Le petit caillou dans la chaussure

Blog littéraire d'Alexandra Lahcene

Aujourd’hui, je vais vous parler d’un premier roman éblouissant inspiré d’une  tradition ancestrale au Japon mise en scène par le cinéaste japonais, Shōhei Imamura, La Ballade de Narayama, (palme d’or en 1983). Ce film qui raconte ainsi l’histoire d’un fils qui porte sa mère mourante jusqu’au sommet des montagnes a très probablement insufflé Isabel Gutiereez 

Marie est malade, condamnée. Elle demande à Pierre, son fils ainé, de la porter au-dessus d’une colline pour son adieu au monde.

« Les mains en corbeille, elle a accueilli les odeurs piquantes de la tristesse et de l’amour, les cris de plaisir et de désespoir des hommes, toutes sortes de vies, des couleurs éclatantes, des lumières presque éteintes. Demain elle partirait gonflée de saisissement ».

« J’emporterai de quoi accueillir mon cœur devenu silencieux

J’emporterai de quoi accueillir l’épuisement de mon souffle

J’emporterai ce qui contient le monde, ses bruits, ses odeurs

J’emporterai un bol »

Ils partent pour ce voyage durant lequel ces deux corps vont ne faire qu’un.  Au cours de cette ascension, Marie et Pierre engagent un dialogue silencieux. Elle convoque ses souvenirs et les relate d’une manière bouleversante : l’histoire d’amour avec l’homme de sa vie, ses enfants, son enfance avec ses grands parents réfugiés espagnols tout en faisant corps avec la beauté du monde.

« Puisque nous allons ensemble, mon fils, sans que nos regards se croisent, puisque c’est le moment du départ et celui des dernières enjambées, à toi à qui j’ai appris à marcher et à pédaler, je parlerai en silence, je calerai le rythme de ma langue sourde, marche de vers iambiques, à la longueur de tes pas.

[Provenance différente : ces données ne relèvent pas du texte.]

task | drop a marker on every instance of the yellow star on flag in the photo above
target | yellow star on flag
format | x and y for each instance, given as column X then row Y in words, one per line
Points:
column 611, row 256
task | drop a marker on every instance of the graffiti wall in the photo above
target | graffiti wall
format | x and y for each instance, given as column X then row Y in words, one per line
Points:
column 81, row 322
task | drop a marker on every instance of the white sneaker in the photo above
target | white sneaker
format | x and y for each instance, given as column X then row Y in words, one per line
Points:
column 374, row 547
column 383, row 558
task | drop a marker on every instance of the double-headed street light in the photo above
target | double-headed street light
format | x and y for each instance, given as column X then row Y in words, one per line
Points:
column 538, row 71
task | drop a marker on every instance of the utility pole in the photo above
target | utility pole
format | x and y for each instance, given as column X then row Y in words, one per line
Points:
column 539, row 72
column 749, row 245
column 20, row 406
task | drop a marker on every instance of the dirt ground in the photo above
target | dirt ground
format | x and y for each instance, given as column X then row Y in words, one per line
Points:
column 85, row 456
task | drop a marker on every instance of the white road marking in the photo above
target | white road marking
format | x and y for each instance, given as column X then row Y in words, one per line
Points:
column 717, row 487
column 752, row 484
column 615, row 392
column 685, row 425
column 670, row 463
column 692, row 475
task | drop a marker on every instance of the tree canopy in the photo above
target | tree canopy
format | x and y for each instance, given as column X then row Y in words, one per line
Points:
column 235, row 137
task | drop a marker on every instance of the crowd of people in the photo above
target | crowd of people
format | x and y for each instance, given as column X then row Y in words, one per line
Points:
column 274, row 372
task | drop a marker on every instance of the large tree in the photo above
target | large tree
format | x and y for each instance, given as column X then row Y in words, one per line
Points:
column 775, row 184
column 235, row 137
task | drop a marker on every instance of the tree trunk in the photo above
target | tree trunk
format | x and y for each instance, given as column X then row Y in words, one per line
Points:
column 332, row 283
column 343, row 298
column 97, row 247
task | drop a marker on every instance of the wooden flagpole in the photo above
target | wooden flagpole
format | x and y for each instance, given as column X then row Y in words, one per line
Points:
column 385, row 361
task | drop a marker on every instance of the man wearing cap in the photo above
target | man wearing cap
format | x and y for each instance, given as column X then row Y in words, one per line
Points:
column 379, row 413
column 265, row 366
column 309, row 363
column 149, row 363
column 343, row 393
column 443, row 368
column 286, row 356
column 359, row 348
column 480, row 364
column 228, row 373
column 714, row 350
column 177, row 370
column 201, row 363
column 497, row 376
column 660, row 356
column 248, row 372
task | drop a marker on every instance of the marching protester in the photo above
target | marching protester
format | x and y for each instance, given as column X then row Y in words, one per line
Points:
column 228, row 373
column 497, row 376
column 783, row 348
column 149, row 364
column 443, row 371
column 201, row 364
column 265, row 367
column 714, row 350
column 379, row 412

Nous traverserons le temps du paysage ensemble »

Isabel Gutierrez écrit l’absence, les non-dits, l’accomplissement d’une vie avec sensualité (j’ai rarement lu des pages qui traitent de l’amour charnel comme celles-ci) et poésie. 

Ce livre est une véritable ode à la vie et j’ai personnellement été transcendée par les mots, les tournures de l’auteur. Parfois je me surprenais à lire des passages à plusieurs reprises tant ils étaient sublimes.

Une pépite à découvrir !!

« J’aimais sentir se libérer l’espace ovale de mon corps de femme sous la paume du vent que soufflaient ses mains sur ma peau. Je voulais être sillonnée, l’étendue de ma chair célébrée par sa bouche, nos mains dessinant des lignes toujours réinventées. Je voulais nous voir nous enfoncer, épris, dans le désir plus profond encore et sentir au fur et à mesure, l’envie de contempler son visage, les notes de mon chant au bord des lèvres. »

Merci les 68 premières fois pour cette découverte remarquable.